Nieuwe vormregels voor conclusies (art. 12 en 19 Wet Burgerlijk Procesrecht)
Er komen nieuwe vormregels voor de conclusies. De aangevoerde middelen moeten genummerd worden. En er moet vermeld worden of ze in hoofdorde of in ondergeschikte orde worden voorgedragen. Miskenning van de regels houdt in dat de rechter niet moet antwoorden op die middelen.
Conclusies
In de conclusies staan – achtereenvolgens én uitdrukkelijk – volgende zaken:
- een uiteenzetting van de feiten die pertinent zijn voor de beslechting van het geschil;
- de aanspraken van de concluderende partij;
- de middelen die men inroept ter ondersteuning van de vordering of het verweer. Zijn er meerdere middelen, dan worden die genummerd. Men vermeldt ook of ze in hoofdorde of in ondergeschikte orde worden voorgedragen. Dat maakt het voor de rechter makkelijker om te antwoorden op de middelen;
- het gevraagde beschikkend gedeelte van het vonnis. Met vermelding van de hoofdorde of de ondergeschikte orde van de verschillende onderdelen.

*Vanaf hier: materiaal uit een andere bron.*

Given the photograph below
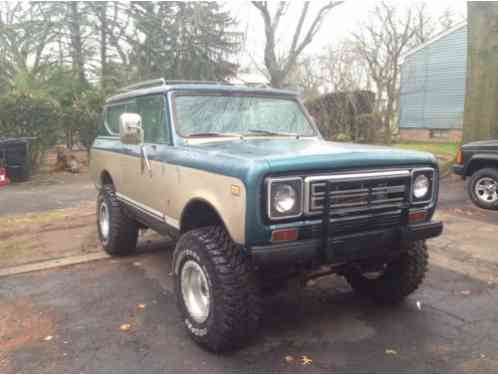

Met deze verplichte vermeldingen wil de wetgever de partijen meer responsabiliseren en de motiveringsplicht van de rechter stroomlijnen.
Vonnis
De rechter moet in zijn vonnis antwoorden op de middelen die in de conclusies zijn aangehaald. Hij moet dat enkel doen in zoverre zij voldoen aan de nieuwe vormregels. Worden de vormregels miskend dan zijn er dus wel degelijke sancties: de rechter antwoordt niet op de middelen die niet op correcte wijze zijn voorgedragen.
Modelconclusie
Minister van Justitie Geens belooft om werk te maken van een modelconclusie zodat de gewenste structuur van de conclusies duidelijk is voor rechtzoekenden, advocaten en magistraten.
Inwerkingtreding
De artikelen 12 en 19 van de wet van 19 oktober 2015 treden in werking op 1 november 2015.
Bron: Wet van 19 oktober 2015 houdende wijziging van het burgerlijk procesrecht en houdende diverse bepalingen inzake justitie, BS 22 oktober 2015 (art. 12 en 19 Wet Burgerlijk Procesrecht)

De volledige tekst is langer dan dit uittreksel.